We stayed in most of the weekend. Yesterday we distracted ourselves by hanging shelves, prints and artworks around the house. There’a a bit in John Mulaney’s latest stand-up special, Kid Gorgeous, where he talks about discovering a gazebo in Connecticut that was build during the Civil War. That during a time of intense fighting a community got together and built something as whimsical and non-essential as a gazebo. I’m not doing it justice - here he is doing it himself.
As we were looking through all the old prints that we had on walls in the old house before we remodelled the old house before we moved to the new house before we remodelled the new house (and boy, is all of that looking like a series of terrible decisions in the wake of Covid-19) a thought arrived. Is hanging art on a wall in 2020 like building a gazebo during the Civil War? Maybe that’s a bit dramatic, but it does seem like a somewhat jovial thing to do in the middle (God, we’re not even close to the middle yet) of a global pandemic. But I will say this - all the time we were doing it, we weren’t looking at phones or reading the news, so maybe that’s all the justification it needs.
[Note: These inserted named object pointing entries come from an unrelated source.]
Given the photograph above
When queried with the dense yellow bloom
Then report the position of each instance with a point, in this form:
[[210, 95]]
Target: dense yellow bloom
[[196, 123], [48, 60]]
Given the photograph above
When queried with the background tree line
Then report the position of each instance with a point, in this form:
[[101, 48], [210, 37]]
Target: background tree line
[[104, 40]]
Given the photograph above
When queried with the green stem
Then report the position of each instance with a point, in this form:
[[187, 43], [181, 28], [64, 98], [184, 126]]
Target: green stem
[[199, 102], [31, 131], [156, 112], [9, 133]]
And everyone’s still looking for something to do to distract themselves including beloved our musicians who are trapped in quarantine and looking to their own work for inspiration. Liam Gallagher was first out of the traps yesterday sharing what the papers would call ‘expletive-driven’ updated versions of Oasis songs, performed while washing his hands. So we had Wonderwash, Soapersonic, Champagne Soapernova and others. Not great but harmless I suppose.
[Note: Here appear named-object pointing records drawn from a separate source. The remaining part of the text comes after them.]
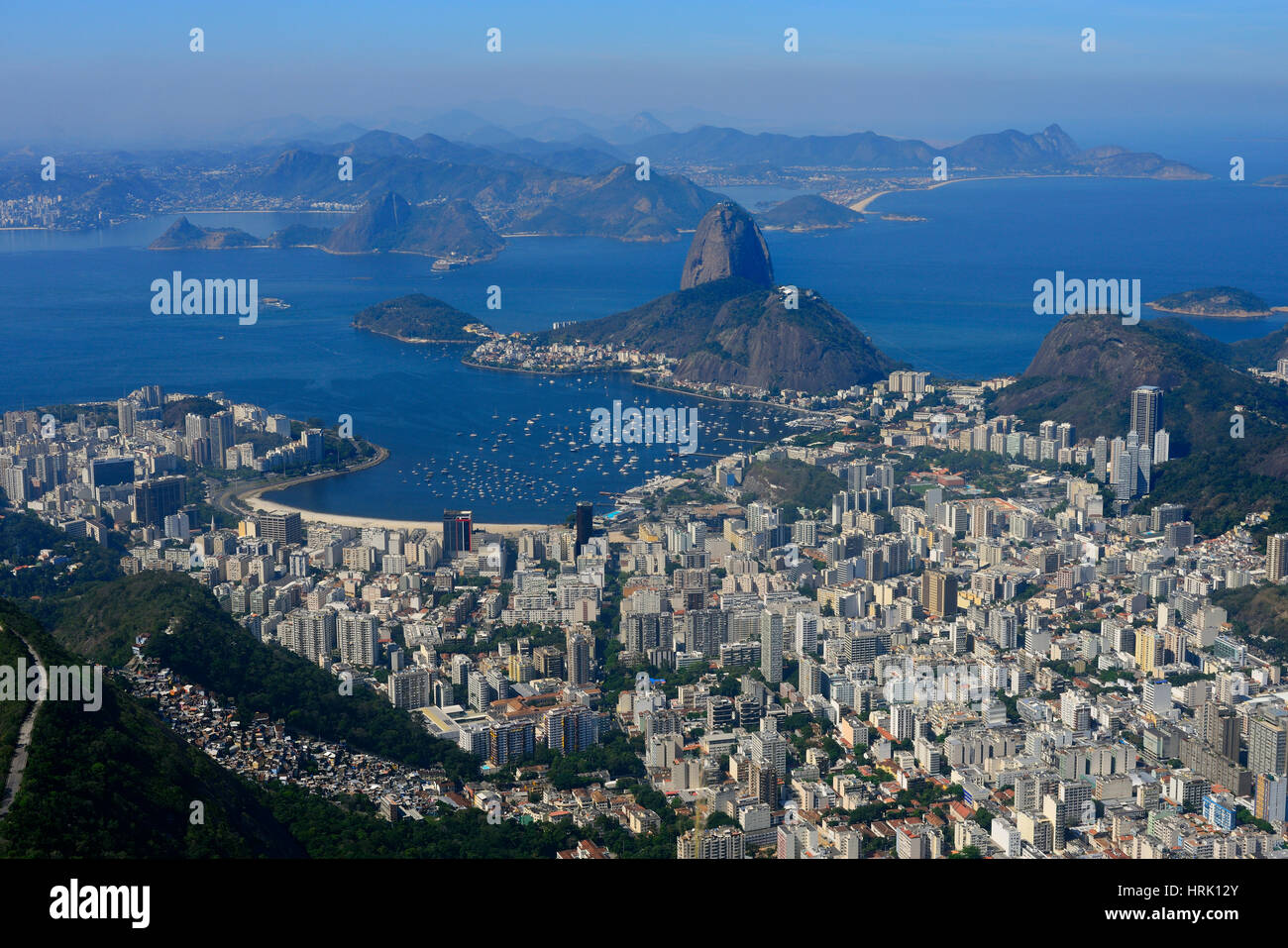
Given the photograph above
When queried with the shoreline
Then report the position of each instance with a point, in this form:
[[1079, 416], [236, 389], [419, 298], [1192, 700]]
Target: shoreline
[[1240, 314], [862, 204], [261, 504]]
Paul Simon was along shortly afterwards with his own ‘American Tune’ Standing against a wall and accompanied only by his guitar and the sweet tweeting of birds overhead, the song, sounding as much like a prayer as it ever has needed no further editing or updating.
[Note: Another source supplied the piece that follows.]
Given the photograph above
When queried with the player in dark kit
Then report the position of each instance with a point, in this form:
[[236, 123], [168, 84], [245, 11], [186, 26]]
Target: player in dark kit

And I don't know a soul who's not been battered
I don't have a friend who feels at ease
I don't know a dream that's not been shattered
or driven to its knees
But it's all right, it's all right
We've lived so well so long
Still, when I think of the road
we're traveling on
I wonder what went wrong
He could’ve written it yesterday.
From something that’s a little like a prayer to something that isn’t. Madonna, eager as ever, to get involved shared a video on Friday night, possible from her bathroom, of an updated version of her hit single ‘Vogue’ with lyrics about eating fried food because there’s no pasta. It’s bizarre and not very good. Almost as bad as the ‘Imagine video except well, it looks like she knocked it out after a couple of sherries as opposed to doing it with our utter, utter reverence. So the jury’s out on that one. Finally, Neil Diamond has emerged from his retirement to deliver a heartfelt and almost faithful version of his song ‘Sweet Caroline’ Unlike the clowns in Temple Bar last week, Neil’s got the message. “Hands, washing hands. Reaching Out, Don’t touch me, I won’t touch you” Bah dah daaaah….
All this levity, all those lols. It’s enough to make you think that we’re all going to get through this is a whizz.
Seven hundred and ninety-three people died in Italy yesterday.